Saturday, December 25, 2010

Merry Christmas

There has been a political fight going on in America over the custody of Christmas. Because of the insistence of liberals that the First Amendment to the Constitution should be enforced, courts have been ordering that Nativity scenes be removed from the front of public buildings, and that the religion-specific greeting "Merry Christmas" should be replace with the generic and inclusive "Happy Holidays."

Conservatives, on the other hand, argue that the holiday belongs to Christians and that the efforts to secularize the holiday are assaults not just on religion but on American cultural heritage.

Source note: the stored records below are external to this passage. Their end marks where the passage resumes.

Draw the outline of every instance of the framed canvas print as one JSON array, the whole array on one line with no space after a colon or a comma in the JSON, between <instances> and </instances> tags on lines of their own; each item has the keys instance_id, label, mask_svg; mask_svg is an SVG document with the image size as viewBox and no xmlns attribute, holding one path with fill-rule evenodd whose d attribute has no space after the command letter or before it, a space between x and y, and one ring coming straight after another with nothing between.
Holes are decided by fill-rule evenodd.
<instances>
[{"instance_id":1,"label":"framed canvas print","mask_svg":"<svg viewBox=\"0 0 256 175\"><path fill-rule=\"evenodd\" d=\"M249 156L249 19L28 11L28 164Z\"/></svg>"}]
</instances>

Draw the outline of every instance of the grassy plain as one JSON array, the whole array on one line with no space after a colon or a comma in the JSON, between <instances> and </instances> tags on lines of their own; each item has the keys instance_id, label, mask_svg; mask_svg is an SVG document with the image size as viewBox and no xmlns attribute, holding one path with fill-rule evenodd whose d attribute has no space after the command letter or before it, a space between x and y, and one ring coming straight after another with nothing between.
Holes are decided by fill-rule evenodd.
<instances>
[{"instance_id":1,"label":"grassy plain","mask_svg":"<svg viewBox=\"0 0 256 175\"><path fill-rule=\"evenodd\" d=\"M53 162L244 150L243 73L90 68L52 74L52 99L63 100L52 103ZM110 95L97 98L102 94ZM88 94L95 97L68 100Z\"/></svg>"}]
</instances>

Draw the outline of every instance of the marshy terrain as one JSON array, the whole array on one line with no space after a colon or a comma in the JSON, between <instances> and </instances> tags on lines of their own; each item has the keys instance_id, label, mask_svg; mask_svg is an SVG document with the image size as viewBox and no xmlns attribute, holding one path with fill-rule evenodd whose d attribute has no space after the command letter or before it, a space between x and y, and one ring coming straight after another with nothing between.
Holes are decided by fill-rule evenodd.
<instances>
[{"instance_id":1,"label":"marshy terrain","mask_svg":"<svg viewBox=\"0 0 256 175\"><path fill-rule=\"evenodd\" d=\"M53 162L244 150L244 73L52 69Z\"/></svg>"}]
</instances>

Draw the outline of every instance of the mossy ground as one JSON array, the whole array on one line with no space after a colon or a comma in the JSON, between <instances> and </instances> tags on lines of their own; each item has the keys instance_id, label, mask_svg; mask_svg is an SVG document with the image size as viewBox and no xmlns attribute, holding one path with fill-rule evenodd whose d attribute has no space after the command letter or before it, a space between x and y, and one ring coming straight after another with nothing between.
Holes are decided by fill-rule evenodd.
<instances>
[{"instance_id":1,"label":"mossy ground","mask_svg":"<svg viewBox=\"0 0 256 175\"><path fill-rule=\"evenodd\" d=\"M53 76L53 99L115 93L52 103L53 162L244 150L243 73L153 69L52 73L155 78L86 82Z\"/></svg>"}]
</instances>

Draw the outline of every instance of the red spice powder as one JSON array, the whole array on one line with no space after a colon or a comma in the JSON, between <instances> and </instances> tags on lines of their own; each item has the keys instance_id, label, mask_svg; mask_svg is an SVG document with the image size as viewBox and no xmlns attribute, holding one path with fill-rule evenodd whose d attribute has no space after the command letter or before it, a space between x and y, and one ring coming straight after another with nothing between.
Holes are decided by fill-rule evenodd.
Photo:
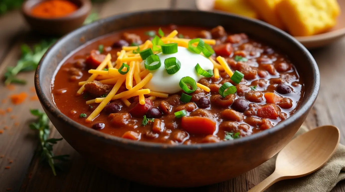
<instances>
[{"instance_id":1,"label":"red spice powder","mask_svg":"<svg viewBox=\"0 0 345 192\"><path fill-rule=\"evenodd\" d=\"M15 87L13 85L10 84L6 85L6 87L8 89L10 89L10 90L13 90L13 89L14 89L14 88L16 88L16 87Z\"/></svg>"},{"instance_id":2,"label":"red spice powder","mask_svg":"<svg viewBox=\"0 0 345 192\"><path fill-rule=\"evenodd\" d=\"M17 95L12 95L10 96L11 101L13 104L18 105L23 103L27 96L28 94L24 92Z\"/></svg>"}]
</instances>

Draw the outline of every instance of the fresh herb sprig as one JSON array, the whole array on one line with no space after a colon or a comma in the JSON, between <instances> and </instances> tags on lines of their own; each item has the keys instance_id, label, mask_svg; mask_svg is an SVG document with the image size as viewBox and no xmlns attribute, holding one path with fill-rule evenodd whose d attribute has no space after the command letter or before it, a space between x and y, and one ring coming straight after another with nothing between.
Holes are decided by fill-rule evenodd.
<instances>
[{"instance_id":1,"label":"fresh herb sprig","mask_svg":"<svg viewBox=\"0 0 345 192\"><path fill-rule=\"evenodd\" d=\"M12 83L26 84L26 81L18 78L17 75L20 72L36 70L43 55L55 41L55 39L42 41L40 43L34 45L32 49L26 44L22 45L20 59L16 66L7 67L4 75L5 84L8 85Z\"/></svg>"},{"instance_id":2,"label":"fresh herb sprig","mask_svg":"<svg viewBox=\"0 0 345 192\"><path fill-rule=\"evenodd\" d=\"M31 129L39 131L41 144L41 157L43 161L48 161L53 171L53 174L56 176L55 168L59 166L58 164L55 163L54 160L66 161L69 156L67 154L55 156L53 153L53 145L56 144L58 141L62 140L62 138L48 138L50 130L49 127L49 120L45 113L41 112L38 109L31 109L30 113L37 117L36 122L30 124L29 127Z\"/></svg>"}]
</instances>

But does December 25th really belong to Christians? Or is "Christmas" just the latest name for a much older, pre-Christian festival? It was the Roman Emperor Constantine who established December 25th for the celebration of Christ's birth, because it was his favorite holiday in honor of the sun god. But there is also the tradition of "Yuletide," which was a festival among Germanic people that took place, according to their lunar calendar, in late December or early January.

Like so many pagan traditions, gods, and myths, the early Christian church appropriated them in order to attract followers who would otherwise have remained happily pagan. Pagan holy sites were consecrated as Christian sanctuaries, some pagan gods became Christian saints, and certain pagan festivals were incorporated into the Christian calendar as "holy days."

A pagan feast of life and light that was celebrated on the darkest day of the year - the Winter Solstice - as a momentary relief from the cold and gloom was the likeliest origin of what we celebrate on December 25th.